Validation Messaging Guide

Main Takeaways

Giving validation feedback is an emotional process. Support users with this process by following these guidelines:

  • Explain what the Input expects before the user enters data. (Example: password rules, ranges, etc)
  • Give clear and helpful feedback when encountering a problem.
  • Use a combination of placement, timing, and language to guide users through moments of uncertainty.
Anatomy of Input validation with numbers pointing to each part: placement, timing, and language.
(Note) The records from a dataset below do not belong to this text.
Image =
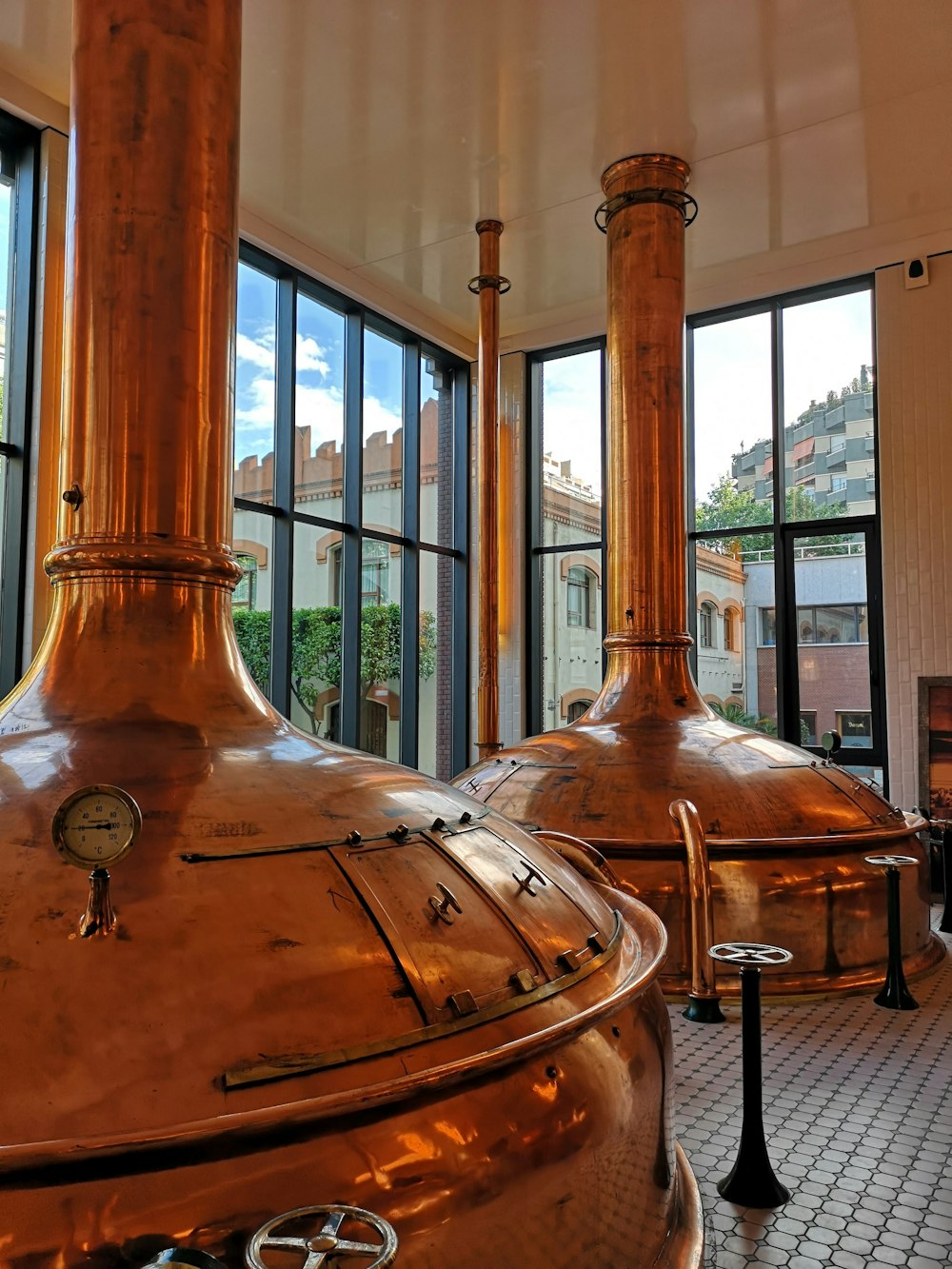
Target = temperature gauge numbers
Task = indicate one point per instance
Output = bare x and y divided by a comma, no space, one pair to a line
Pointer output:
95,826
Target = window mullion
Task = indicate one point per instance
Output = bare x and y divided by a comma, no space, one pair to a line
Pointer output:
410,566
350,609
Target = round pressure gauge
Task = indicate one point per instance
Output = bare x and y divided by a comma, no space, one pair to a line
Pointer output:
95,826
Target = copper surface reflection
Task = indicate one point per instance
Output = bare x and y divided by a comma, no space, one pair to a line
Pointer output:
288,1013
784,835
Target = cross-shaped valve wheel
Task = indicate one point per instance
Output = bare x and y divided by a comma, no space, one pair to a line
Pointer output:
750,955
326,1242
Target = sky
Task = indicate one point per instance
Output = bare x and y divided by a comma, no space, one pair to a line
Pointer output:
825,343
824,346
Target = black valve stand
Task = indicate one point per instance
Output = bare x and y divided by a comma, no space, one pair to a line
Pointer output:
752,1180
894,994
946,922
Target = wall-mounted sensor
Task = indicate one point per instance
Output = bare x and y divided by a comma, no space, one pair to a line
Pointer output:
917,271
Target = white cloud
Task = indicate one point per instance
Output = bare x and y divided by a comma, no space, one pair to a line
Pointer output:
257,401
310,357
323,411
377,418
571,414
258,351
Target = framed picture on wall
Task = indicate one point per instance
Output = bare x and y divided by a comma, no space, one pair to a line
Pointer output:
936,746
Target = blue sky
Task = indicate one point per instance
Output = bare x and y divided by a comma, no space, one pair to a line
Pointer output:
319,401
825,343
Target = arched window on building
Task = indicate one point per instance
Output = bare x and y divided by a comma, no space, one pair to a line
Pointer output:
375,567
582,597
706,625
247,590
730,640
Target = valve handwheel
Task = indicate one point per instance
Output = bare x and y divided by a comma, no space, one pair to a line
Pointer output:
326,1240
749,955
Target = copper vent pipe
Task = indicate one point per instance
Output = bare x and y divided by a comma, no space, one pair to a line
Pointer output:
489,285
295,957
775,852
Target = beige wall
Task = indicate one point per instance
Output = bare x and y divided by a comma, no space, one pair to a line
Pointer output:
914,378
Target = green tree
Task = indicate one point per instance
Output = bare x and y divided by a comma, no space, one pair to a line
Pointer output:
730,509
738,715
315,650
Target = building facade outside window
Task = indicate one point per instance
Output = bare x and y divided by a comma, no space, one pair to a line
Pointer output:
704,625
581,597
18,217
566,598
350,480
783,426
  • Place messaging close to the Input. Spark places validation directly under the Input.
  • Provide a clear visual to indicate something has gone wrong with user Input and needs attention.
  • Plan error messaging for every field.
  • On forms with multiple fields, show validation messaging for each Input field to guide users to a successful submission.


  • Show validation messaging after the user enters the data or when the Input becomes out of selection focus.
  • On forms, show error messaging before the user submits the form.
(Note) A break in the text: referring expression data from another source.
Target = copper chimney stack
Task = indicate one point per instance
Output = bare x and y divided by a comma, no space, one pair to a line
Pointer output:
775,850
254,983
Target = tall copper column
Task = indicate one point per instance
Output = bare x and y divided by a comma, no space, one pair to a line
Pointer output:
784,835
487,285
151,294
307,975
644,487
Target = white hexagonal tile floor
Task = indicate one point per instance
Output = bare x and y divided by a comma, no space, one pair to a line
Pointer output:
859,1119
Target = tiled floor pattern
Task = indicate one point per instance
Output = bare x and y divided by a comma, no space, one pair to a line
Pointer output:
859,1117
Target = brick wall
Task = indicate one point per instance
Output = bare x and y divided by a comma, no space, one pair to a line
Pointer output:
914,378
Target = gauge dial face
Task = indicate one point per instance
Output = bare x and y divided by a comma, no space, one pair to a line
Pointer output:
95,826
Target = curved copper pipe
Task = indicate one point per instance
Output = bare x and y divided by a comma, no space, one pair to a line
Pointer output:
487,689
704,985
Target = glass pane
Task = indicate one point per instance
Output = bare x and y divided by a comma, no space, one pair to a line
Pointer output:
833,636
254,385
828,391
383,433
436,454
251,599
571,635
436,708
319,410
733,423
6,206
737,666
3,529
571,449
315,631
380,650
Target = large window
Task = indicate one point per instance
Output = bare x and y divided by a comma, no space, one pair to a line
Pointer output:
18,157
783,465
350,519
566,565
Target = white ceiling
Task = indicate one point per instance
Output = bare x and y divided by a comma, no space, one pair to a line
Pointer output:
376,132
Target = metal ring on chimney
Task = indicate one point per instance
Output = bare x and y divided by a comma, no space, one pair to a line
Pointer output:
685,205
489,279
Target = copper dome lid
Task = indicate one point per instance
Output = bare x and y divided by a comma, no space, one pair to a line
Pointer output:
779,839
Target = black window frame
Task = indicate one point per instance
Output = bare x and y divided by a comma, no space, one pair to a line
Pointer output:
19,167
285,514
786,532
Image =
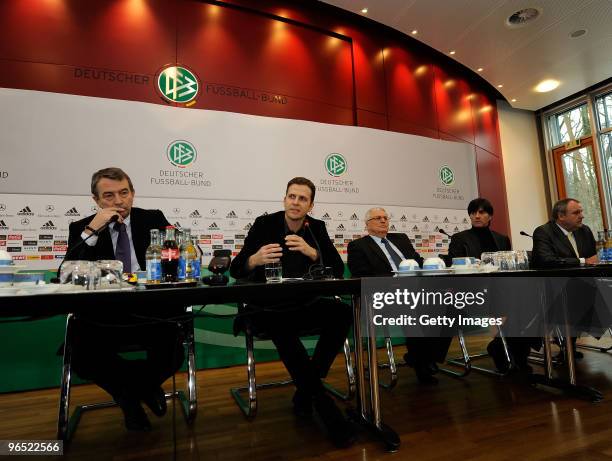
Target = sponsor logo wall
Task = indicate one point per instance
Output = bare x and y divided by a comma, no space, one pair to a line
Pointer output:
215,172
41,239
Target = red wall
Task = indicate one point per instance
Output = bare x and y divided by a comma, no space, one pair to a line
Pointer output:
368,75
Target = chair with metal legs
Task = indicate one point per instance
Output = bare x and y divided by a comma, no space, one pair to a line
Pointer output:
465,361
248,406
67,423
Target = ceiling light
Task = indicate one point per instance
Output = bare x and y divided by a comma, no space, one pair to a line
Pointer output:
546,85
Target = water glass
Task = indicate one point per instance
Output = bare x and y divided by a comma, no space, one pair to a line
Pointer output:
507,260
111,271
274,272
86,275
522,261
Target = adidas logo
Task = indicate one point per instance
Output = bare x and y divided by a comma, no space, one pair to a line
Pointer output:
26,212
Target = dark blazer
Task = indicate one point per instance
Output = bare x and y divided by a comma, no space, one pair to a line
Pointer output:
141,222
271,229
467,242
366,259
551,248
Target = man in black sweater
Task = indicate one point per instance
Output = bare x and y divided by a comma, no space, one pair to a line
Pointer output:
473,242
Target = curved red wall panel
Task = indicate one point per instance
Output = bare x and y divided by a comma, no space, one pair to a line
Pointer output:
292,59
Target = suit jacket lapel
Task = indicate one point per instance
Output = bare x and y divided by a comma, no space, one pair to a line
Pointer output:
105,245
138,236
565,241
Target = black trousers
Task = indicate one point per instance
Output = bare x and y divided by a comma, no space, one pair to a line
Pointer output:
331,319
98,343
423,351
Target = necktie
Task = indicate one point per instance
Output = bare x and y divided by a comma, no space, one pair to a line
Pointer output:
122,252
572,240
397,259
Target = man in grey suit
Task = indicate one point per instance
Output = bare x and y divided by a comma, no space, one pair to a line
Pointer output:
378,254
564,241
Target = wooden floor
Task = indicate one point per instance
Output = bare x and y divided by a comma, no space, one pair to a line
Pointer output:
476,418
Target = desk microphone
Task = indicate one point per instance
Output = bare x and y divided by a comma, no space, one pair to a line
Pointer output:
113,219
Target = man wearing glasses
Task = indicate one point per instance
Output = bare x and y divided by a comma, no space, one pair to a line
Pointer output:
379,254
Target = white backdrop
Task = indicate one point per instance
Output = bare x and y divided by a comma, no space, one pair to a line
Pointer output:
236,168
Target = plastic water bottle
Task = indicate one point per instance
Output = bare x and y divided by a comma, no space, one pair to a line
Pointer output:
600,246
153,258
187,259
170,256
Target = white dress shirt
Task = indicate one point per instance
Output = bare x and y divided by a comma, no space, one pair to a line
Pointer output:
114,236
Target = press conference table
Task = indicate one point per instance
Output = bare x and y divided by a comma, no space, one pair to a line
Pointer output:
368,409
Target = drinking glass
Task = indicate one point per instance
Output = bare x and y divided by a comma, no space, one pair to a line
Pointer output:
86,275
68,267
274,272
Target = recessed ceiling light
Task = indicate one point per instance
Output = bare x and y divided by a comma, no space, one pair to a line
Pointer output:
547,85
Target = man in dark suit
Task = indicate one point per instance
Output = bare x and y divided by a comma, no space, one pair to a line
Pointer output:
473,242
480,238
302,245
378,254
98,337
564,241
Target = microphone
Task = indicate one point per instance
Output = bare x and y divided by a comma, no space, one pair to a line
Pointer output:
307,226
113,219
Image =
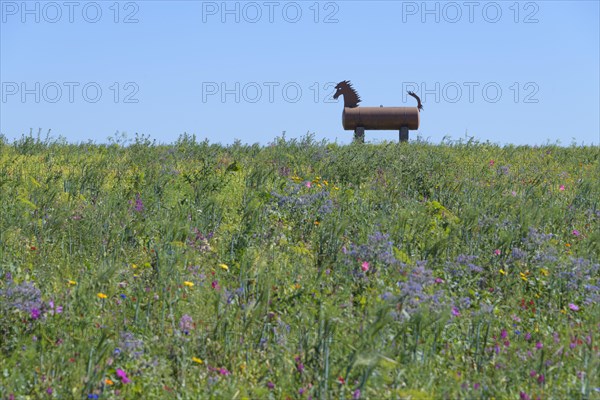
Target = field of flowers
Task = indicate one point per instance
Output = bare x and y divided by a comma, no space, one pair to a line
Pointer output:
298,270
Selection focus changes when a user taps or clicks anywhere outside of the current focused element. Focus can also change through keyboard navigation.
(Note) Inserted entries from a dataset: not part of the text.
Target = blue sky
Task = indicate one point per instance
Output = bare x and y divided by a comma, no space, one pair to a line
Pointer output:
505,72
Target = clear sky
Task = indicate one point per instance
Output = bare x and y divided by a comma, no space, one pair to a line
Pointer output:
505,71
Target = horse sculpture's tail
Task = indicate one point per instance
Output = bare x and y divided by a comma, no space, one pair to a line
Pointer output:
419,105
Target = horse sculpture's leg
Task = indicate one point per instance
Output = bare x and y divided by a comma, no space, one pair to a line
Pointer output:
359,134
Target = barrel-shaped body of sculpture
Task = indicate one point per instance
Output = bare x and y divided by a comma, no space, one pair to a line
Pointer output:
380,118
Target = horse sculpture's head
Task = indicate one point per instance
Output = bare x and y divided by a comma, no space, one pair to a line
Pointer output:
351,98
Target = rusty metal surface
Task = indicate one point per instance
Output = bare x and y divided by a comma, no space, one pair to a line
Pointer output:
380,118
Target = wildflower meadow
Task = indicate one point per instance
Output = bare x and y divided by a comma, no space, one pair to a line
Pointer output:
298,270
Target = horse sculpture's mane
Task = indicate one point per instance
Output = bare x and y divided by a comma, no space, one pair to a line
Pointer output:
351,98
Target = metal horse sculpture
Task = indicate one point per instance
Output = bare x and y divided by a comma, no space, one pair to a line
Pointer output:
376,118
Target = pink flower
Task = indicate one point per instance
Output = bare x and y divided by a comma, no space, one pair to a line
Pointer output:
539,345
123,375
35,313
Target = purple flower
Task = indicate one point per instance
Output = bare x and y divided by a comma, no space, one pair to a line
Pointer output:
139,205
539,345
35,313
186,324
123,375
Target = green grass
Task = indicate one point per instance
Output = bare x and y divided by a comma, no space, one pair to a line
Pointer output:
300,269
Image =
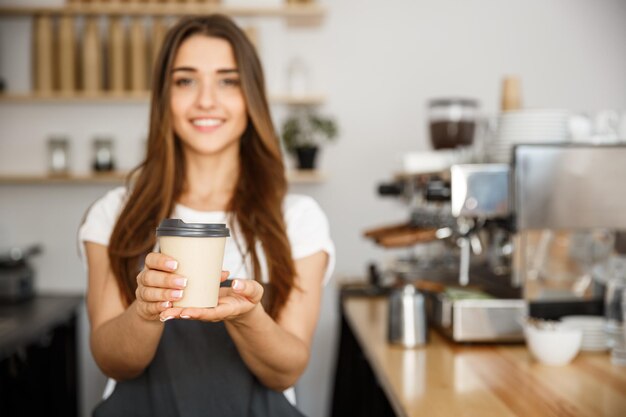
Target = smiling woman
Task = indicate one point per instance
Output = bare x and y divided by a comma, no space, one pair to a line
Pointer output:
213,157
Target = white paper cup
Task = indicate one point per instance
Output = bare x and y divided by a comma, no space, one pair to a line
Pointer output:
199,250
  • Use labels and helper text to clarify what data the Input expects. Messaging should be related and relevant to the Input.
  • Deliver direct and concise statement of the problem in non-technical terms. Write out abbreviations.
  • Use sentence case. Do not use all caps.
  • Direct users to the next action to solve the problem.
    • Use positive action verbs, rather than negative ones. Focus on the solution by explaining what to do, opposed to what not to do.
    • If the “error” is a system condition that blocks the user from accomplishing a task, offer them a way to be notified of updated system status.
  • Follow accessibility guidelines, and where applicable, use aria-live regions.


Use error messaging to clarify any system errors and additional constraints to the user.

  • Choose a T-shirt size. (Example: Radio Input, Dropdown)
  • Choose at least one of the options. (Example: Checkbox)
  • Enter your first name. (Example: Text Input)
  • Enter an amount that is less than your current balance of $19,800. (Example: Monetary Input)
  • Enter a date within the past 99 years. (Example: data Input constraint)
  • Enter your 9-digit Social Security Number.
  • Create a password that meets the following criteria:
    • It has at least 8 characters.
    • Contains a number.
    • Contains a special character.

The guides are not all-inclusive in regard to accessibility considerations. Refer to the Web Content Accessibility Guidelines (WCAG 2.1, Level AA) for additional insights.